As for the argument that Suzuki is using an apocalyptic position, one that psychologists have demonstrated is not effective in changing human attitudes, he responds that his hope lies in the belief that nature will support all our efforts to curb our emissions. And he points to countries like Sweden that has already cut 1992 level emissions by 8%, while growing its economy, as his way of demonstrating that growing the economy and creating jobs is not incompatible with taking serious steps to protect and preserve the ecosystem.
Scathing in his criticism of the Canadian government of Stephen Harper, Suzuki says that Harper is attempting to create a "petro-state" in this country, with his unqualified support for the Alberta oil sands energy project, and its need for pipelines to the west coast and to Texas, in order to sell the heavy crude that is being extracted from the ground in northern Alberta.
However, in his strong attempt to link the United States to participation in the environmental movement, Suzuki uses the "moon" project outlined by President John F. Kennedy, following the Russian launch of Sputnik, in 1957. What seems missing in our assessment of Suzuki's use of this analogy is that, different from the threat of losing to the Russians following their successful launch, the Americans do not have an "opponent" with whom to compete on the environment, as they then saw Russia. It is in competing with an external, extrinsic opponent, that the Americans can and will give an all-out effort verging on a national crisis response, to a situation that pictures a victory over an opponent.

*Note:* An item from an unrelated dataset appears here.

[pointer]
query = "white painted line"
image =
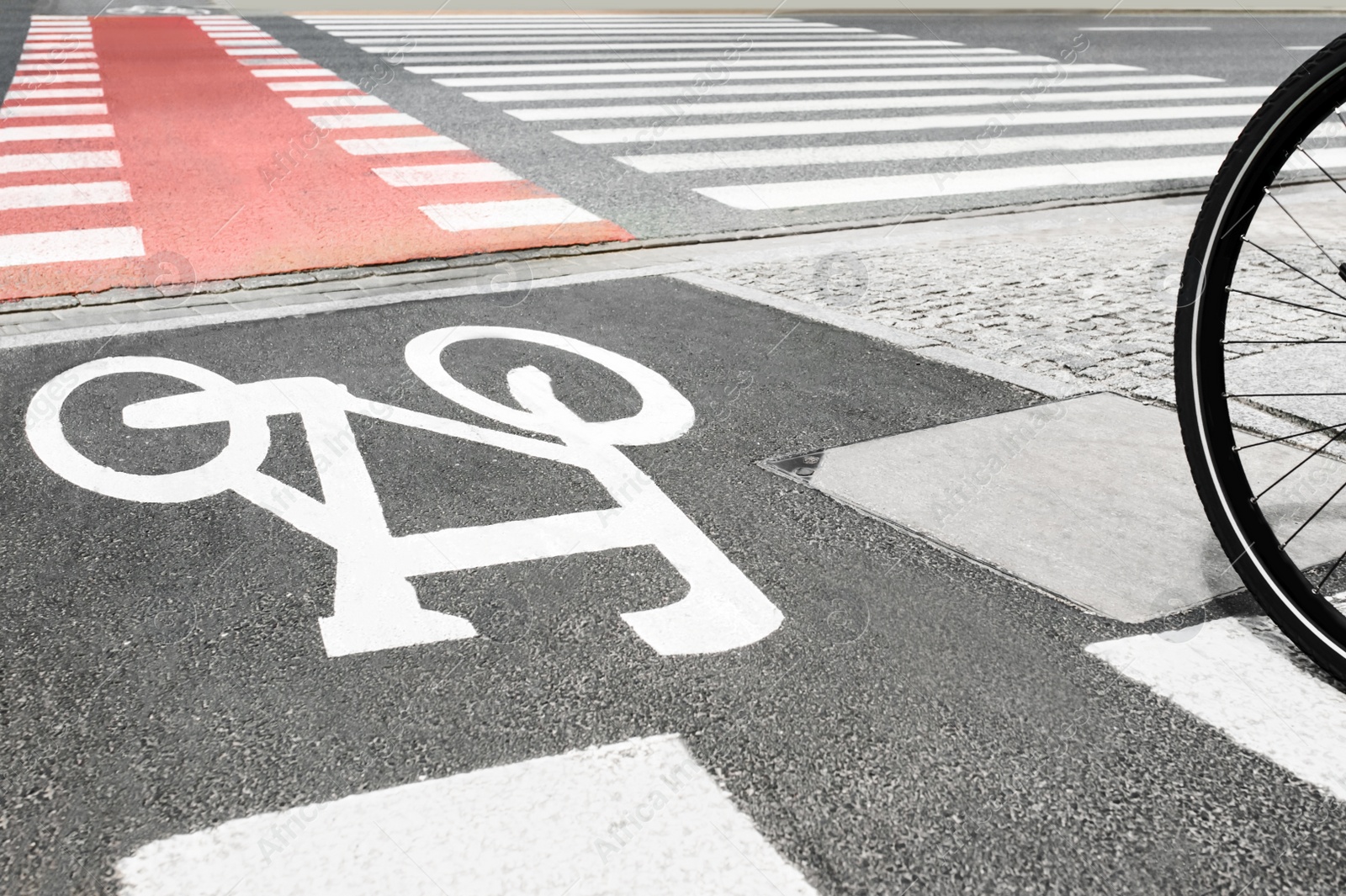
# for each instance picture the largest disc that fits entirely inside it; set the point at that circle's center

The environment, however, is an abstract and universal and unnamed opponent, one shared by all countries and all peoples around the world, so that "winning" does not have the same kind of psychological appeal and motivation for the United States. And, coming out of two wars, and a serious economic crisis, the Americans are concentrating on their short-term goals of putting people back to work. Also, ironically, while the process of innovation is critical to the  business of generating new ventures and through them new jobs, the political process in the United States is so mired, even drowning some would argue, in loose and free-flowing cash for the people who have been elected, that their willingness to put the national interests ahead of their own personal ambitions for the luxuries of a lifestyle that emulates the "rich and the famous" is literally non-existent.
And so, along with Suzuki, we wait and watch as the White House attempts to stimulate interest in and a demand for political action on the global warming and climate change front...all the while wondering what kind of prodding it will take to wake the stubborn beast that is the American political culture to the impending threats of global warming and climate change...and wring our hands in hope of a change in government in Ottawa that will bring attention to the need to spend public money to reduce Canada's dependence on fossil fuels.
And we all know that there are jobs by the millions in new technologies and in concerted attempts to grow the economy through addressing the threat to the environment, and for that we can all thank a lifetime of activism by Dr. David Suzuki, named by his father after David the Goliath slayer of the Old Testament, who has certainly lived up to his father's expectations.